Die Kreisverwaltung warnt vor dem Sammeln und Verzehr des Knollenblätterpilzes. Der dem Champignon ähnlich sehende Pilz gehört zu den giftigsten in Deutschland und ist auch häufig im Rhein-Kreis Neuss zu finden. Schon der Verzehr von 50 Gramm des Knollenblätterpilzes kann zum Tod führen.

Der dem Champignon ähnlich sehende weiße Knollenblätterpilz ist in junger Form breit und eichelförmig. Später kann er eine konvexe Form annehmen. Er hat weiße, dichtstehende Lamellen. Der Stiel ist lang und weiß.

Der grüne Knollenblätterpilz ist erkennbar an seinem halbkugelförmigen Hut. Er wird bis zu 15 Zentimeter breit und hat eine olivgrüne oder gelb-grüne Farbe. Der Rand ist meist etwas heller.

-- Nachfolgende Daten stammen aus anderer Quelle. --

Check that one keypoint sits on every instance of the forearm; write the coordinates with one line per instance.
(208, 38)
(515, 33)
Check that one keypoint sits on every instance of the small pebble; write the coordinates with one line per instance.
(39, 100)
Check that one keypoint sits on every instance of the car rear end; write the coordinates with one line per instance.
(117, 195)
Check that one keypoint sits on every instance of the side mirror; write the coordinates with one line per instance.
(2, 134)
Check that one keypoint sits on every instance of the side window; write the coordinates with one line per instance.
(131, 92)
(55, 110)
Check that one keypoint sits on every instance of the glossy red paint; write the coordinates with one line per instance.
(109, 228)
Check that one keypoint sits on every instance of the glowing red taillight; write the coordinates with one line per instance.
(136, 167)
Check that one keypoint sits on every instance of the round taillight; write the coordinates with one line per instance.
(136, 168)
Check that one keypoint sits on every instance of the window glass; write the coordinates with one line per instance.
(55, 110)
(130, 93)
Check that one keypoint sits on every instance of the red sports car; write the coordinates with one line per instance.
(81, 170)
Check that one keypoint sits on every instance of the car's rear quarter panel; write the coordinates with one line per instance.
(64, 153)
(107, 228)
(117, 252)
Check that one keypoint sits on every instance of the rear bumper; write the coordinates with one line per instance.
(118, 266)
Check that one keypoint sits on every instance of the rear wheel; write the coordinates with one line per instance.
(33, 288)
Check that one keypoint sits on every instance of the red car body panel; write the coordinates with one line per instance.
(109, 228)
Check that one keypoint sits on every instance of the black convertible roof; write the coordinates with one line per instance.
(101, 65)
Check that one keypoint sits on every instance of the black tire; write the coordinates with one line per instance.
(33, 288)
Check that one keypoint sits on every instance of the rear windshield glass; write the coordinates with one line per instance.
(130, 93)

Tückisch ist, dass der Knollenblätterpilz nicht unangenehm schmeckt und sich erste Symptome wie Durchfall und Erbrechen erst nach mehreren Stunden zeigen. Im weiteren Verlauf der Vergiftung scheint es Betroffenen erst besser zu gehen. Bereits nach einem Tag kann es aber zu einer Schädigung der Leber kommen.

Bei Verdacht auf eine Pilzvergiftung sollen sich Betroffene umgehend an das nächste Krankenhaus wenden und möglichst Reste der Pilze mitbringen.